PrintWriter is comming from: writer = new PrintWriter(new OutputStreamWriter(this.conn.getOutputStream(), "UTF-8"));
@Marius: Writer are used for text data, for binary data use only OuputStream (the same is true for Reader/InputStream). Didn't you wonder why you had to provide an encoding ("UTF-8") when you only wanted to transfer binary data?
@Joachim Sauer: Yes i did, that's why i came to this forum to find a solution for this, since sun's documentation stated that witers were not what i needed :) Anyway, the question is now solved, thank you all for your help.
1

You should not use a PrintWriter as that is designed for text representation, and you want binary. A plain OutputStream should do, as Writers all operate on chars, in essence, text.

What do you want to achieve?

7 Comments

All Writers are for textual (character) output.
I want to have a stream i could write character and binary data into. Basically i'm constructing a HTTP request that has textual parameters (form data) and binary data (files)
@Marius You actually want a stream which has both encoded binary data (the text) and unencoded binary data.
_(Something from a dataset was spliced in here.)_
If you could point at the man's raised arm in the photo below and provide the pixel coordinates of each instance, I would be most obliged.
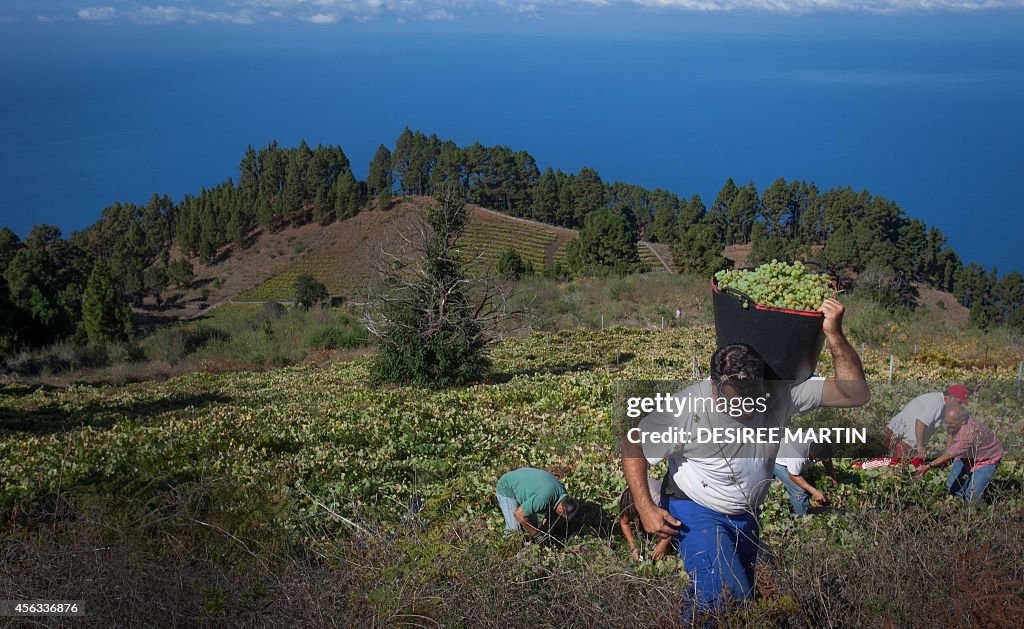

The receiver has to find out which is what. In my view you should change your model and use messages, for instance implemented with XML with a structured text section and a cdata section for binary stuff.
@Marius or of course use HTTP and send some text in headers, and binary data as content, if that model is more appropriate.
@extraneon: The receiver is not a problem. XML is not an option, because i need a HTTP protocol compliant POST request that any web server can process. The problem is writing the data to it. Isn't there any way to output character and binary data to the same output stream?